Psychiatry and Clinical Psychopharmacology
Research Abstracts

The effects of Montelukast on depression and anxiety behaviors in rats

1.

Bulent Ecevit University, Faculty of Arts and Sciences, Zonguldak-Turkey

Psychiatry and Clinical Psychopharmacology 2015; 25: Supplement S161-S161
Read: 1102 Downloads: 449 Published: 26 January 2021

Objective: Montelukast is a leukotriene receptor antagonist used for the treatment of chronic asthma and to relieve symptoms of seasonal allergies. The Food and Drug Administration Committee issued a warning with regard to the correlation between suicide, psychiatric symptoms and the use of Montelukast. This report is entirely based on information from case reports on asthma patients. However, there may be a link between asthma and depression, which is the most important risk factor for suicide. Therefore, the increased suicide rate reported in asthma patients may not be dependent on Montelukast use. Likewise, a retrospective evaluation of clinical data found no elevated risk of suicide in patients treated with Montelukast. Therefore, there is a controversy about the proposed association. The aim of present study is to research the effect of Montelukast treatment on depressive and anxiety behaviors in healthy rats.

Methods: Twenty-two female Wistar albino rats (150–200 g) were used in this research. The rats were divided into two groups: a Montelukast-treated group (n=10) and a saline-treated control group (n=10). Montelukast was intraperitoneally injected at a dose of 10mg/100µl/kg for 10 days.

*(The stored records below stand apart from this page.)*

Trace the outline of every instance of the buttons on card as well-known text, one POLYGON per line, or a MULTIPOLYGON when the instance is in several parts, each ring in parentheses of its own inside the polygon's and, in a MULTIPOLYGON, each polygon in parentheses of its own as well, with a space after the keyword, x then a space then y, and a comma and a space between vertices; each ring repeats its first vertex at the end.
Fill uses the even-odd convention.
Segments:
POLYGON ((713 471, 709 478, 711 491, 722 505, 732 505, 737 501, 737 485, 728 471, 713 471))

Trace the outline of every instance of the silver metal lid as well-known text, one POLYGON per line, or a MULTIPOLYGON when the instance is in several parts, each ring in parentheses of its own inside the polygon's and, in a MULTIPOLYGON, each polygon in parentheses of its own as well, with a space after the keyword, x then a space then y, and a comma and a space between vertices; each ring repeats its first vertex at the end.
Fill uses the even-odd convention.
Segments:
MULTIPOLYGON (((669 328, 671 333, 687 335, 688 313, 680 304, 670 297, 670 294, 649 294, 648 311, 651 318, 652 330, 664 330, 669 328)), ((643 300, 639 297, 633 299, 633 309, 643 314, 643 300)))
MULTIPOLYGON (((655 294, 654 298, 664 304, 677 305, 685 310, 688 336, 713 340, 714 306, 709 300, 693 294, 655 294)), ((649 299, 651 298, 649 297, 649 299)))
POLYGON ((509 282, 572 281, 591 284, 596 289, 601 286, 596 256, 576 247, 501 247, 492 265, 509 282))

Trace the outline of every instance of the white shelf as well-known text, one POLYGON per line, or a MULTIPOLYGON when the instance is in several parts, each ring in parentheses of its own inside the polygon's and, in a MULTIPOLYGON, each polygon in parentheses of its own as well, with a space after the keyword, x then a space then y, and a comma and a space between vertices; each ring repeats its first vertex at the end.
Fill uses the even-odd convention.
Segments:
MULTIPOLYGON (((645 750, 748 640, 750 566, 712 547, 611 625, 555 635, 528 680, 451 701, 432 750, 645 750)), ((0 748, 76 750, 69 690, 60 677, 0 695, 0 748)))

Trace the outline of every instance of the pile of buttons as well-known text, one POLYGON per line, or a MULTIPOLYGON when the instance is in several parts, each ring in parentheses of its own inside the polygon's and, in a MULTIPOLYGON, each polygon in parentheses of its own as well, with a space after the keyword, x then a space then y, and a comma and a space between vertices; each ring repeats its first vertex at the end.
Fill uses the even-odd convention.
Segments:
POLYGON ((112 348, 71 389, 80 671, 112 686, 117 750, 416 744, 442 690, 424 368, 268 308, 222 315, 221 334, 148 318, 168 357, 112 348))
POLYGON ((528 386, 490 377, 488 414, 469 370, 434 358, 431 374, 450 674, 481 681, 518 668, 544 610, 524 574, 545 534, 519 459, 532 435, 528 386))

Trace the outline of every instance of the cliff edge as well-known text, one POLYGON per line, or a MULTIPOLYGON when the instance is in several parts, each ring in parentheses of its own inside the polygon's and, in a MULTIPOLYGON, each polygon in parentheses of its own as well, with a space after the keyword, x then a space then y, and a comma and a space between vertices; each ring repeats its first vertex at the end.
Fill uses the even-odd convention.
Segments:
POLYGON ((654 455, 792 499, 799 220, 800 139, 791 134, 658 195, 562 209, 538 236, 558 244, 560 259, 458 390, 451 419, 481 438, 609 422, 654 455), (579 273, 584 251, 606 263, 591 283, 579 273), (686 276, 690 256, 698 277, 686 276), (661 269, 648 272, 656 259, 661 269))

A forced swimming test and open field test was performed on day 10 to evaluate the depressive and anxiety behaviors of rats. In the forced swimming test, rats were placed individually in a cylindrical tank (30cm width × 50cm height containing 25cm of water at 24±1oC) for 6min. In the open field test, rats were placed in a box (100×100×25cm) containing 16 equal squares for 5min. In the forced swimming test, total mobility time was determined as the sum of the time spent in climbing and swimming behaviors. The rats were judged to be immobile when they remained in the water without struggling. In the open field analyses, the time spent in the center squares, the time spent grooming, as well as the number of rearing, defecation and line crossing, were determined. The drugtreated group was compared to the control group. A Student’s two-tailed t-test and Mann-Whitney U test were used for parametric and non-parametric data, respectively. Data were expressed as means with±standard error of the mean.

Results: Montelukast treatment induced depressive behavioral responses, with a significant increase in immobility time (Montelukast: 187±9 s versus 125±4 s for the control, p<0.001) and decrease in swimming time (Montelukast: 34±7 s versus 90±7 s for the control, p<0.001) and total mobility time (Montelukast: 52±9 s versus 110±13 s for the control, p<0.001). Montelukast treatment did not change any data regarding anxiety behaviors.

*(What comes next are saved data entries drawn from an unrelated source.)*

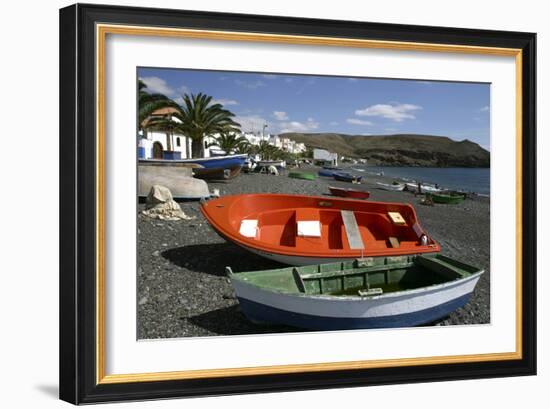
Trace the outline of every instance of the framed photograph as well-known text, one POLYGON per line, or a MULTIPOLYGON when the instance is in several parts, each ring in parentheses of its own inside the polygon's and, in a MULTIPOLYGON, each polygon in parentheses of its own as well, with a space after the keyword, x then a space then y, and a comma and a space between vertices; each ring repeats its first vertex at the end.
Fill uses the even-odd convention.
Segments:
POLYGON ((61 9, 61 399, 534 375, 535 52, 61 9))

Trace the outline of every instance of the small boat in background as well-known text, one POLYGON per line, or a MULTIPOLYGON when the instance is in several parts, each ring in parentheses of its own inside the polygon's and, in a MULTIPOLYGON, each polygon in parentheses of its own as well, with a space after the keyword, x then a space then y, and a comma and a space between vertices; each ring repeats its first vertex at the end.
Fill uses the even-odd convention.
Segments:
POLYGON ((260 160, 257 162, 257 168, 269 168, 275 166, 278 170, 286 168, 286 161, 284 160, 260 160))
POLYGON ((370 192, 367 192, 366 190, 335 186, 329 186, 328 189, 333 196, 347 197, 350 199, 368 199, 370 197, 370 192))
POLYGON ((286 194, 242 194, 201 203, 224 237, 290 265, 441 250, 409 204, 286 194))
POLYGON ((196 163, 203 168, 222 168, 229 169, 233 166, 244 166, 248 155, 225 155, 213 156, 210 158, 192 158, 192 159, 140 159, 141 164, 153 164, 162 166, 178 166, 188 163, 196 163))
POLYGON ((154 185, 161 185, 174 199, 203 199, 210 197, 204 180, 192 177, 192 168, 179 166, 138 165, 138 196, 147 197, 154 185))
POLYGON ((288 177, 293 179, 304 179, 304 180, 316 179, 316 176, 314 173, 308 173, 308 172, 289 172, 288 177))
POLYGON ((250 321, 311 330, 433 322, 464 306, 483 272, 439 254, 252 272, 226 268, 250 321))
POLYGON ((340 182, 361 183, 362 176, 354 176, 348 172, 334 172, 332 175, 335 180, 340 182))
POLYGON ((323 166, 323 169, 319 170, 319 172, 317 172, 317 174, 319 176, 323 176, 323 177, 333 177, 334 174, 336 172, 341 172, 343 169, 342 168, 337 168, 337 167, 334 167, 334 166, 323 166))
POLYGON ((224 168, 194 168, 193 176, 198 179, 206 180, 231 180, 241 173, 241 166, 224 168))
MULTIPOLYGON (((407 190, 410 192, 418 193, 418 183, 405 183, 407 190)), ((426 183, 420 183, 420 193, 439 193, 443 192, 443 189, 435 187, 433 185, 428 185, 426 183)))
POLYGON ((400 192, 400 191, 402 191, 403 189, 405 189, 405 184, 404 184, 404 183, 397 183, 397 182, 394 182, 394 183, 382 183, 382 182, 376 182, 376 184, 378 185, 378 188, 379 188, 379 189, 391 190, 391 191, 394 191, 394 192, 400 192))
POLYGON ((464 201, 464 195, 458 193, 429 193, 428 196, 434 203, 459 204, 464 201))

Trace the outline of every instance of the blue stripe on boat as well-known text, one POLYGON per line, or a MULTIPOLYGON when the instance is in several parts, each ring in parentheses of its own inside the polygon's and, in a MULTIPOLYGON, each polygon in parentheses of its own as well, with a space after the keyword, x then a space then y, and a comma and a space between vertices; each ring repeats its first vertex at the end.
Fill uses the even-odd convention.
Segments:
POLYGON ((193 163, 198 163, 205 168, 231 168, 233 166, 243 166, 246 157, 213 157, 210 159, 193 159, 193 163))
POLYGON ((439 318, 443 318, 457 308, 464 306, 470 299, 471 295, 472 293, 465 294, 436 307, 421 311, 370 318, 321 317, 281 310, 279 308, 274 308, 247 300, 246 298, 239 297, 238 299, 241 310, 246 317, 253 322, 289 325, 292 327, 311 330, 344 330, 413 327, 416 325, 427 324, 436 321, 439 318))

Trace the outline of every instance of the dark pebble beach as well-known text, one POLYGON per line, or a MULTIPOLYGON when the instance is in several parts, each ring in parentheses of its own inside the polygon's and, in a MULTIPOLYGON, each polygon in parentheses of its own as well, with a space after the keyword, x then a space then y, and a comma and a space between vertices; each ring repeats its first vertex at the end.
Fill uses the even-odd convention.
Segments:
MULTIPOLYGON (((302 169, 304 170, 304 169, 302 169)), ((315 174, 318 168, 309 171, 315 174)), ((361 173, 356 173, 360 175, 361 173)), ((390 192, 376 182, 392 179, 363 173, 360 185, 319 177, 315 181, 279 176, 241 174, 228 182, 208 182, 222 196, 240 193, 328 194, 328 186, 368 190, 370 201, 410 203, 422 227, 441 245, 441 253, 481 267, 473 297, 463 308, 430 325, 490 323, 490 203, 472 196, 461 204, 421 204, 423 196, 390 192)), ((137 328, 139 339, 243 335, 302 331, 281 326, 256 325, 241 313, 225 276, 233 271, 276 268, 280 264, 229 243, 218 236, 202 216, 198 202, 179 202, 192 220, 164 221, 141 214, 138 206, 137 328)))

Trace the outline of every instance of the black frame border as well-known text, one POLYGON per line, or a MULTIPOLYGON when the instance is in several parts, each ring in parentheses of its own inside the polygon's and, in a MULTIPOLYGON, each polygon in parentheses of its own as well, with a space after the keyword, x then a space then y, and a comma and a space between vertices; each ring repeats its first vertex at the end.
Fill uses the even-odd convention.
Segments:
POLYGON ((536 34, 86 4, 61 9, 59 30, 60 399, 82 404, 536 374, 536 34), (96 384, 96 23, 521 49, 522 358, 96 384))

Conclusion: These results reveal that Montelukast treatment induced depressive behaviors in healthy rats, but it did not cause anxiety behaviors. These findings support the warning with regard to the correlation between suicide, psychiatric symptoms and the use of Montelukast. However, further studies are needed to test the effects of Montelukast on depression and anxiety in rats with experimentallyinduced asthma, and to elucidate the mechanism of the effects of Montelukast.